What is being taught in schools?

Discussion in 'Civil War' started by Eliza, Dec 8, 2012.

  1. jrj1701

    jrj1701 Member

    Exactly. That the southern plantation owners believed that they would be better off without the "Damn Yankees" and justified their poor stewardship of the land and slavery with a generous misuse of the scriptures they were eager to be their own nation where the southern aristocracy would govern the south as they saw fit. Slavery most likely would have ended due to European pressure.
  2. Interrogator#6

    Interrogator#6 Active Member

    Slavery most likely would have ended due to European pressure.

    Exactly how would the Europeans been able to pressure the South to give up her slaves?

    As I wrote before I am transcribing a pro-slavery book at this period (a couple of pages a day) and so I feel somewhat current with the state of mind of at least some in the South at the time. I am currently working on an essay circa 1832 in response to the writings of an English woman who championed the abolitionist movement. And this is just discussing temporal matters, not the divine pronouncement (based upon Scripture) of the sanctity of the institution of slavery.

    As far as I have been able to puzzle out the South's response to the arguments of the abolitionists is that slavery will persist as long as it is will be economically viable, unless artificially interfered with.

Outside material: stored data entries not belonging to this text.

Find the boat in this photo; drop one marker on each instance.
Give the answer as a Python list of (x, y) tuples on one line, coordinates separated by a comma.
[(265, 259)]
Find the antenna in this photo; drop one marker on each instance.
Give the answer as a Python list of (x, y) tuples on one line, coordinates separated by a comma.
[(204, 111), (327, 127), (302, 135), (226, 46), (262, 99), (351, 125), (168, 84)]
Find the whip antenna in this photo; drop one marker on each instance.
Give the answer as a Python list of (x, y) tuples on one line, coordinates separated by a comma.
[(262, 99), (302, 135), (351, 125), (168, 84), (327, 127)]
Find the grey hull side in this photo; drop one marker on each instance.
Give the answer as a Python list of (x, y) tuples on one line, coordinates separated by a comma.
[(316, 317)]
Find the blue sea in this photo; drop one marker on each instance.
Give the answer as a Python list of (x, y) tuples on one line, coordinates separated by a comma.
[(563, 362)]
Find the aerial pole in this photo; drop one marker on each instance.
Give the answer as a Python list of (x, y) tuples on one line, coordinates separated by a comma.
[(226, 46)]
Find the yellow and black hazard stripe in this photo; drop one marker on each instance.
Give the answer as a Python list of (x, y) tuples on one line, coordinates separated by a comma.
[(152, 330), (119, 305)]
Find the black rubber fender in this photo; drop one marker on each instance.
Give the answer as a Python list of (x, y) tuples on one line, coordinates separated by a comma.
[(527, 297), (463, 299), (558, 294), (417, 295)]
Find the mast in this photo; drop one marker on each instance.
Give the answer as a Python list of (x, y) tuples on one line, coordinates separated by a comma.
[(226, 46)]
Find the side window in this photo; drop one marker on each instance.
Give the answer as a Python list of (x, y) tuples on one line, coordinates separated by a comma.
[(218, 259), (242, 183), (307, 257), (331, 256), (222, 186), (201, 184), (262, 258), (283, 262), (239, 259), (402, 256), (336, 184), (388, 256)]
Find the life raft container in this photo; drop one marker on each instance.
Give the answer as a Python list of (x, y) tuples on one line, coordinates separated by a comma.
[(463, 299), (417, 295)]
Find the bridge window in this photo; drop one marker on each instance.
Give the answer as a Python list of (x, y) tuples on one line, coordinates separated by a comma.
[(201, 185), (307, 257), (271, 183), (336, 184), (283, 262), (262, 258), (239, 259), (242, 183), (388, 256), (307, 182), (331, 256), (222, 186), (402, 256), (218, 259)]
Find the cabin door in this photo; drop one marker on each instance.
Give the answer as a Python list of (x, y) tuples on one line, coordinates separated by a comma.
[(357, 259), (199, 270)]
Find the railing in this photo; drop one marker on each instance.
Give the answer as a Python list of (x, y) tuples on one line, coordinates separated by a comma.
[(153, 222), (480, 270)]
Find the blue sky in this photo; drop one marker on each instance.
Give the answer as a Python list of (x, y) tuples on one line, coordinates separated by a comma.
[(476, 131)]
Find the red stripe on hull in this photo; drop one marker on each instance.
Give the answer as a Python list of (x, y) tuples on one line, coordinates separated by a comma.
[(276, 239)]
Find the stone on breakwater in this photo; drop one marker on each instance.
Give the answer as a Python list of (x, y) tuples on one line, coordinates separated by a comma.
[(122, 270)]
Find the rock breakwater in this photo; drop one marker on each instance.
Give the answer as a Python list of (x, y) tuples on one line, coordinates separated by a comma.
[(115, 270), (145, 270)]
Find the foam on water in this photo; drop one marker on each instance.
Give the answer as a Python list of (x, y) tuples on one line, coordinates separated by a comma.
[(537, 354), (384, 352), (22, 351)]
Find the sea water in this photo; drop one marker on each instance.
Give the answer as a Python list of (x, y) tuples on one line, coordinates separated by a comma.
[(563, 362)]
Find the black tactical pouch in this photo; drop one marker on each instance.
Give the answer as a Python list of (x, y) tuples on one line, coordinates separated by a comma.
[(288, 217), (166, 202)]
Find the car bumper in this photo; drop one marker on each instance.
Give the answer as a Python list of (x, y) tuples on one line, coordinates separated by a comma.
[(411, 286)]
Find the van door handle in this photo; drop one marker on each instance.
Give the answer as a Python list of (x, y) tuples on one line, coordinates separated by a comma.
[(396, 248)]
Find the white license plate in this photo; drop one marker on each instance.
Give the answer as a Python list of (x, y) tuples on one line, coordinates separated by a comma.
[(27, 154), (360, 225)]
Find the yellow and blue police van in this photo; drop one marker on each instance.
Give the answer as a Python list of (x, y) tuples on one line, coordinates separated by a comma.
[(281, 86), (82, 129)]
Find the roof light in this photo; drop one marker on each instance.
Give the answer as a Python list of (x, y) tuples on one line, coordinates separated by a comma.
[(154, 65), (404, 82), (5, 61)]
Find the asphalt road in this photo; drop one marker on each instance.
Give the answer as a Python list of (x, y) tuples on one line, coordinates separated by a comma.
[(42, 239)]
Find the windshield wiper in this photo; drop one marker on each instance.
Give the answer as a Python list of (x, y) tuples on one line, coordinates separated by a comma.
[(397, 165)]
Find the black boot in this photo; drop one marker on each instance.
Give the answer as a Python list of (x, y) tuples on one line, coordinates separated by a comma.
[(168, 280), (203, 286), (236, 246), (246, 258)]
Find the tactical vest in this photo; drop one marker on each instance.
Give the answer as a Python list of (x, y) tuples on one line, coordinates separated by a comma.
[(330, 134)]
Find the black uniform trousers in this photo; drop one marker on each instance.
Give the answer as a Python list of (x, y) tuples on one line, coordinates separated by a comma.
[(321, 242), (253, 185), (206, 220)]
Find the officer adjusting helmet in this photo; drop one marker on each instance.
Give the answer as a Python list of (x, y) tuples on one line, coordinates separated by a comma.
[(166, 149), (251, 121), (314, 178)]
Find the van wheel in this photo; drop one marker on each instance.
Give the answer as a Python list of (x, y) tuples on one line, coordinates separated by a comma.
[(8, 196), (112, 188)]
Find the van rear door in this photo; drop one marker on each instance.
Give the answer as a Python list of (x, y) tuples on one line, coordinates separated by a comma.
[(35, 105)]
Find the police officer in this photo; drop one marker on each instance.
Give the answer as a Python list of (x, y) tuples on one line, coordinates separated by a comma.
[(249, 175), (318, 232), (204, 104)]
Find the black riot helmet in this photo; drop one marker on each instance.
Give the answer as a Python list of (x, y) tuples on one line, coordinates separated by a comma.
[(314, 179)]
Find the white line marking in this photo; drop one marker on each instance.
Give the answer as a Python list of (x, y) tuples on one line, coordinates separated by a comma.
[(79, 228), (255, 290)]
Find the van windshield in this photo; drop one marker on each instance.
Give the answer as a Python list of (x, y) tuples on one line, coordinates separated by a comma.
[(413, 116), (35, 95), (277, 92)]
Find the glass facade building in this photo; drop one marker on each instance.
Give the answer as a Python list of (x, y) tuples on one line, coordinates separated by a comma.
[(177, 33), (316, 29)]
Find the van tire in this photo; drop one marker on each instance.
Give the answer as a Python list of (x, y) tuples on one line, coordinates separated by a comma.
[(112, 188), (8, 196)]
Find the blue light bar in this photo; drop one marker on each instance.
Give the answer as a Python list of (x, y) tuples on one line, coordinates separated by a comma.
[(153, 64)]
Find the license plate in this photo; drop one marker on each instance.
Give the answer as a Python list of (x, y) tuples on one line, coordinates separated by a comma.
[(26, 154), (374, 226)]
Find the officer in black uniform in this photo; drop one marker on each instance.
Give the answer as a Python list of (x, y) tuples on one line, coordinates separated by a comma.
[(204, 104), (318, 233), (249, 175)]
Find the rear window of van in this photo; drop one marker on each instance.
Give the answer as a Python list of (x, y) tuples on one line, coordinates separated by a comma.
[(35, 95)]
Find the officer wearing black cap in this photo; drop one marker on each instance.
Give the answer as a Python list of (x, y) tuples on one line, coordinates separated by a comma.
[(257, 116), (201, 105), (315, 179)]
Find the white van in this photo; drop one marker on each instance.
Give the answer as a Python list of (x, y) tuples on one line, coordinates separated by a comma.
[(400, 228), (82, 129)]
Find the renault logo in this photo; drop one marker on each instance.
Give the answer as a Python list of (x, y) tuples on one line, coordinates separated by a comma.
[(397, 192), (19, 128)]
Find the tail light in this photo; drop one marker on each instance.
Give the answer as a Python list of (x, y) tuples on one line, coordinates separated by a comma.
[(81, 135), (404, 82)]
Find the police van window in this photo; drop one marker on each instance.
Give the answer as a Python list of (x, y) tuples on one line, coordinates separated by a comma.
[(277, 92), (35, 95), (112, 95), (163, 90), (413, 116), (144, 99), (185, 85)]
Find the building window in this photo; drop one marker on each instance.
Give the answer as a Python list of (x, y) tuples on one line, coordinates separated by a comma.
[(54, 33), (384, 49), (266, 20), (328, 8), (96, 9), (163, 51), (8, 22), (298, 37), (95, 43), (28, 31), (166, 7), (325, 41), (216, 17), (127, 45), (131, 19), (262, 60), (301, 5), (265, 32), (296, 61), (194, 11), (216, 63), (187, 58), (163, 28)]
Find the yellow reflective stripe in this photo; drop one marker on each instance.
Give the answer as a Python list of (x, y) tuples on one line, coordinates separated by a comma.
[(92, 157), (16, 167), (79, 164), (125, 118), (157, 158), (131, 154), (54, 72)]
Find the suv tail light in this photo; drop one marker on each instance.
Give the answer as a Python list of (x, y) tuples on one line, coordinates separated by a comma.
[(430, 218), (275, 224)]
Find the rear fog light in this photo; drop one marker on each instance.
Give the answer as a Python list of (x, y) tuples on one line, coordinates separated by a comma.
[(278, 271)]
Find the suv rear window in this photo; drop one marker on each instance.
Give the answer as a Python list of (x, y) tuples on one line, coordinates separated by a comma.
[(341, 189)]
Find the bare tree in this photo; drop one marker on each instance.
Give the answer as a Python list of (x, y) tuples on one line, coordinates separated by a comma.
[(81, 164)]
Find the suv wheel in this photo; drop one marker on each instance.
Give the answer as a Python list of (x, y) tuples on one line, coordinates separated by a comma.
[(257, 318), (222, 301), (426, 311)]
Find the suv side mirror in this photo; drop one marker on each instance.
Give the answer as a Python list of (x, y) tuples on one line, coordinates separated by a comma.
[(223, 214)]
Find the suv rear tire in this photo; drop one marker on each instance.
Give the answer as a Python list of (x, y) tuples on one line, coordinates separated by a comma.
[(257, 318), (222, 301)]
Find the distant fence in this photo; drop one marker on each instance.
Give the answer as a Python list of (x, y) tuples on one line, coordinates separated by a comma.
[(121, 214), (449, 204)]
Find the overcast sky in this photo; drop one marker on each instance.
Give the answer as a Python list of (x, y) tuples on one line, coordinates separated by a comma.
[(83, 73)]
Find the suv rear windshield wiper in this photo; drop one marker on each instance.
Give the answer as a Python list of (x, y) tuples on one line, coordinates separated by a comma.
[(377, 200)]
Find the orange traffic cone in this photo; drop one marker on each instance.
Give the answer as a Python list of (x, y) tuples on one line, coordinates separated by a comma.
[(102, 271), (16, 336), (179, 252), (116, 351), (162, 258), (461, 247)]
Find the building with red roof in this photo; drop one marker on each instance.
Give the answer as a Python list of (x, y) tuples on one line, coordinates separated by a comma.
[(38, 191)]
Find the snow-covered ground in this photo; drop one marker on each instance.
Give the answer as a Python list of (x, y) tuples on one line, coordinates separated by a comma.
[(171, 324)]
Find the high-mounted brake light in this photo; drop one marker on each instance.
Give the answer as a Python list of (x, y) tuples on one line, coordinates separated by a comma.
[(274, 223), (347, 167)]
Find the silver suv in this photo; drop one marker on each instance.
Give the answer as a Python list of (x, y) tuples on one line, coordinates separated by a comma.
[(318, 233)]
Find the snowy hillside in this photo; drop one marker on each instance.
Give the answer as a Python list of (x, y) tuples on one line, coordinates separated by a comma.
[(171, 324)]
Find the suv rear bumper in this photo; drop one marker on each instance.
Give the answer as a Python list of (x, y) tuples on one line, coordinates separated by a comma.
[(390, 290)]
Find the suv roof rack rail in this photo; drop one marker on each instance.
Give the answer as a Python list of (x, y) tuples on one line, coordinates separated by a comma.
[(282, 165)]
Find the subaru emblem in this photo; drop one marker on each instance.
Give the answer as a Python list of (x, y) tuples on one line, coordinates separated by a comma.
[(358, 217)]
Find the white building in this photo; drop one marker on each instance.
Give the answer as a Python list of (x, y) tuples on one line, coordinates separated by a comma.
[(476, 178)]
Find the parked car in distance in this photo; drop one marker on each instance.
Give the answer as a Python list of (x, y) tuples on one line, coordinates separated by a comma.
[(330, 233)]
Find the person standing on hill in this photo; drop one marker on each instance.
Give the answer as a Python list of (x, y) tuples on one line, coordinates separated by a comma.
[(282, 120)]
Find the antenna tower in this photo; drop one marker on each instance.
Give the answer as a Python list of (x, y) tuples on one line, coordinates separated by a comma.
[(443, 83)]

And the introduction of the COTTON GIN renewed the economic viability of slavery as a means of LABOR. With the cotton gin the production of cotton exploded, making it a export crop, bringing vast wealth to those who owned both land and slaves.

    And unlike today there was an economic benefit to the entire surrounding community by the presence of slaves, for owners had to spend money on the maintenance of his slave, money which was spent in the local economy, which meant jobs for at least merchants.
  3. jrj1701

    jrj1701 Member

    There were European abolitionists that would have placed pressure on the south to give up her peculiar institution. William Wilberforce might not have been around (having died almost 30 years before the problem across the pond) yet there were many that thought like him. There were also members of the southern aristocracy that were working behind the scenes to correct this peculiar institution in the south. I have read some of the same propaganda that the southern slaveholders put out and also the literature produced by the abolitionist, both of them using a hefty amount of the King James translation of the Bible. I tend to agree with the abolitionist about their use of the Bible. I am one of those who believe the war was unnecessary and so my presentation of the facts are shaded by that belief. I argue that there was a social move (despite what the war hawks say) that the southern aristocracy could not hold out against for long. Remember that the British abolished slavery around 1830 and there was a movement behind that, where did it go?
  4. Interrogator#6

    Interrogator#6 Active Member

    Please note: I am not an advocate of slavery, now or then, but I echo the sentiments of others for the sake of playing Devil's Advocate for this discussion.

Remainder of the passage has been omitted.